Contaminants, as in the unintended proteinaceous parts of your sample, that, especially in mass spectrometry-based proteomics, are important to think about. This specific writeup began as a series of questions that began when as I was analyzing cells grown in FBS, and Ron Beavis pointed me to this FBS FASTA, 38 curated bovine sequences that worked beautifully on my mass spec data. (I later learned of this cRFP paper as well)
But moving from FBS into a general question about what contaminant lists folks were using. TL;DR Check out the efforts to update and confirm contaminant resources by Ling Hao et al., Pre-Print and GitHub.
It's late on a Friday, but I was hoping for an assist from the masses. What are the different contaminant databases (fasta not spectral libraries)? There is cRAP from @NorSivaeb , there is something in Philosopher (@leprevostfv) and in MetaMorpheus (@Smith_Chem_Wisc). What else?
— Ben Neely 🇺🇦 (@neely615) April 22, 2022
After the excellent feedback above, I ended up somewhat summarizing the contaminant discussions in something else I was in the midst of writing (with input and feedback from Phil Wilmarth and Jesse Meyer).
Samples are rarely comprised of only proteins from the species of interest. There can be protein contamination during sample collection or processing. This may include proteins from human skin, wool from clothing, particles from latex, or even porcine trypsin itself, all of which contain proteins that can be digested along with the intended sample and analyzed in the mass spectrometer. As early as 2004, The Global Proteome Machine was providing a protein sequence collection of these common Repository of Adventitious Proteins (cRAP), while another contaminant list was published in 2008 Keller et al.. The current cRAP version (v1.0) was described in 2012 and is still widely in use today. cRAP is the contaminant protein list used in nearly all modern database searching software, though the documentation, versioning or updating of many of these “built-in” contaminant sequence collections is difficult to follow. There is also another contaminant sequence collection distributed with MaxQuant. Together, the cRAP and MaxQuant contaminant protein sequence collections are found in some form across most software, including MetaMorpheus and Philosopher (available in FragPipe; Leprevost et al., 2020). This list of known frequently contaminating proteins can either be automatically included by the software or can be retrieved as a FASTA to be used along with the primary search FASTA(s). Recently the Hao Lab has revisited these common contaminant sequences in an effort to update the protein sequences, test their utility on experimental data, and add or remove entries Frankenfield et al., 2022.

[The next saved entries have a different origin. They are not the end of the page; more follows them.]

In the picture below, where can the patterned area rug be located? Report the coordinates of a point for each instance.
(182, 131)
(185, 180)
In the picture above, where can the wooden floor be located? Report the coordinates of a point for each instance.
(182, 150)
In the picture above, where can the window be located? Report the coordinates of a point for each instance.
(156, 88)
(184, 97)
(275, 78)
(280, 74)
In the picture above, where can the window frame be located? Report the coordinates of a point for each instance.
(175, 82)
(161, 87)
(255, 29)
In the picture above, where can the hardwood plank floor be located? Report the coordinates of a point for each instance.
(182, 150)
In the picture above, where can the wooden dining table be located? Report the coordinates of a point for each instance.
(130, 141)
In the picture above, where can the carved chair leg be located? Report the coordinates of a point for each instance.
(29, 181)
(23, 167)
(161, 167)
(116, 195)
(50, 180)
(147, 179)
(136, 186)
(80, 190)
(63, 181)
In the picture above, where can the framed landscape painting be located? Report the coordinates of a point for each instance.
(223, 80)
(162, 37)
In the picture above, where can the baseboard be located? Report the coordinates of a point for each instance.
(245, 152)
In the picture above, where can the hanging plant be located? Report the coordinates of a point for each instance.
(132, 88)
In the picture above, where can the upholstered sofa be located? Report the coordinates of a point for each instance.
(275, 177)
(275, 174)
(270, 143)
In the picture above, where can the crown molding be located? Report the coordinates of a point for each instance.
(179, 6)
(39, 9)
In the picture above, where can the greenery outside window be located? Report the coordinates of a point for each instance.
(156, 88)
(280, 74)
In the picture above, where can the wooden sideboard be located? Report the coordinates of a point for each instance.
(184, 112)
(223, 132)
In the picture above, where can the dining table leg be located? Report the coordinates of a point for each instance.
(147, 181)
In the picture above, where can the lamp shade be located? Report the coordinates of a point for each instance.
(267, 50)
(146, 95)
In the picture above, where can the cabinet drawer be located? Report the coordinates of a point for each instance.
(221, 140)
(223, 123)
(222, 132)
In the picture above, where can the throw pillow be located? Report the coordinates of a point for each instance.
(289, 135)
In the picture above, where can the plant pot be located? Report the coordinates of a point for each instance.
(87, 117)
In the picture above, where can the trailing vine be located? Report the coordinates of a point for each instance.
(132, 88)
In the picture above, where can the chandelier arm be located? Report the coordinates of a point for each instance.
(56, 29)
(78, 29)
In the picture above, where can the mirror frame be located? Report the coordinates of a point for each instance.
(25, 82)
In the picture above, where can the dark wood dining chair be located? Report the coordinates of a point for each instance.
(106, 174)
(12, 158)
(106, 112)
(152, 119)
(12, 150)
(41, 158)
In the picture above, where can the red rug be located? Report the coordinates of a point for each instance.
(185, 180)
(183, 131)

In addition to these environmentally unintended contaminants, there are known contaminants that also have available protein sequence collections (or can be generated using the steps above) and should be included in the search space. These can include the media cells were grown in (e.g., fetal bovine serum), food fed to cells/animals (e.g., Caenorhabditis elegans grown on Escherichia coli) or known non-specific binders in affinity purification (i.e., CRAPome; side twitter conversation by Ed Huttlin about how specific the CRAPome seems). Accurately defining the search space is essential for accurate proteomic results and, especially in the case of contaminants, requires knowledge of the experiment and sample processing to adequately define possible background proteins.

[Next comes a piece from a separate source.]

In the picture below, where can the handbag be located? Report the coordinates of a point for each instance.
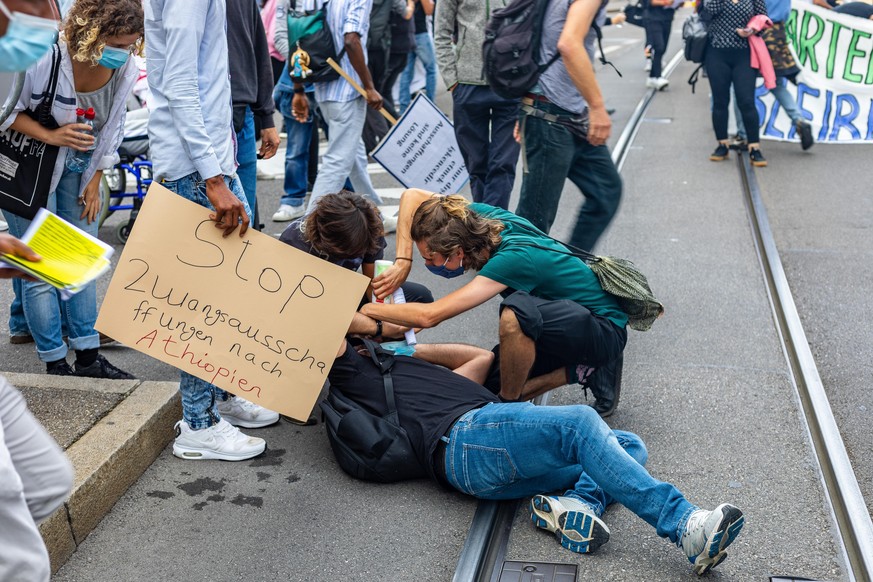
(27, 164)
(367, 446)
(618, 277)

Of course, much of our thoughts on the need for contaminants is based on their utility in data-dependent searching (aka spectrum-centric approaches), and a question I have always wanted to ask the experts is why would you use contaminants in DIA (why are they being used in an analyte-centric search approach? see Ting et al., 2015).
Before SciTwitter ends (kidding!), a request for lively public discourse on a not-hot hot proteomics topic.

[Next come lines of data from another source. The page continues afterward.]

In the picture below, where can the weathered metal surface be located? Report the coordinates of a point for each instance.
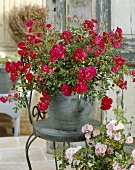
(6, 43)
(71, 113)
(45, 130)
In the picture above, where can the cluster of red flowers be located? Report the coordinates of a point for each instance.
(106, 103)
(43, 104)
(90, 51)
(13, 68)
(119, 61)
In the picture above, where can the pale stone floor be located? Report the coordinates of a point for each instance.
(12, 154)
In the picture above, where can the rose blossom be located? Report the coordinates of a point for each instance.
(109, 133)
(100, 149)
(110, 150)
(70, 152)
(117, 136)
(132, 167)
(66, 90)
(129, 139)
(119, 126)
(87, 128)
(96, 132)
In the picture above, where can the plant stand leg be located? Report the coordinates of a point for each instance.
(56, 164)
(28, 143)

— Ben Neely 🇺🇦 (@neely615) April 27, 2022
If DIA search statics are largely analyte-centric, then why would you include contaminants? Bonus: point to some papers/blogs/interpretive dances on the subject.
My take on these responses is a lot of this seems to be that the current DIA search software needs to identify as many co-eluting peptides as possible to help with modeling (I am poorly paraphrasing). So it isn’t that you need to have contaminants to avoid mis-identification (i.e., a contaminant being mis-identified as an analyte), but the software(s) perform better when more ions are being identified. Many points were also made that knowing the contaminant levels is important more from a QC standpoint (if I have a ton of trypsin and not a lot of peptides, that is informative).
A later point is about using an inappropriate database leads to unintended conclusions (honey bee paper), but I would counter that in DIA searching, this answer is more complex and simply requires additional filtering of rare peptide identifications (I actually discuss that in this paper, with much credit to discussions with Vadim Demichev, @DemichevLab).